NEW YORK — The price of a qualifying offer to Major League Baseball free agents dropped by $500,000 to $18.4 million, a sign of the slide in salaries.

The figure is determined by the average of the top 125 major league contracts this year and marks only the second time that the price has fallen. The price fell by $100,000 to $17.8 million in 2019, then rose to $18.9 million in 2020.

Among the top players eligible for free agency following the World Series are Atlanta first baseman Freddie Freeman; Los Angeles Dodgers pitcher Max Scherzer and shortstop Corey Seager; Houston shortstop Carlos Correa, Colorado shortstop Trevor Story; Toronto shortstop Marcus Semien; Yankees first baseman Anthony Rizzo; San Francisco third baseman/outfielder Kris Bryant; and New York Mets pitcher Noah Syndergaard, outfielder Michael Conforto and shortstop Javier Baez.
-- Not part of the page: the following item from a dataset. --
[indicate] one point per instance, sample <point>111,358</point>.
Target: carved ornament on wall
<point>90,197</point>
A qualifying offer can be made through the fifth day after the World Series, and a player has a week after that to accept. If a team makes a qualifying offer to a player who signs a major league contract with another club before the amateur draft, his former club would receive a draft pick as compensation at the end of the first round or at the end of competitive balance round B. The placement depends on whether the new contract is worth $50 million or more, and the revenue-sharing and luxury-tax status of the team losing the player.

While the collective bargaining agreement expires Dec. 1, the rules remain in effect until a successor agreement or until implementation of new work rules following an impasse in bargaining.

A free agent can be made a qualifying offer only if he has been with the same team continuously since opening day and has never received a qualifying offer before.

Qualifying offers began after the 2012 season, and only seven of 96 offers have been accepted: Mets second baseman Neil Walker and Philadelphia pitcher Jeremy Hellickson after the 2016 season; Dodgers pitcher Hyun-Jin Ryu after the 2018 season; Chicago White Sox first baseman Jose Abreu after 2019; and Mets pitcher Marcus Stroman and San Francisco pitcher Kevin Gausman last season. Abreu later agreed to a three-year, $50 million contract.

Stroman and Gausman are eligible for free agency again.

The qualifying-offer price started at $13.3 million in 2012 and rose to $14.1 million in 2013, $15.3 million in 2014, $15.8 million in 2015, $17.2 million in 2016 and $17.4 million in 2017.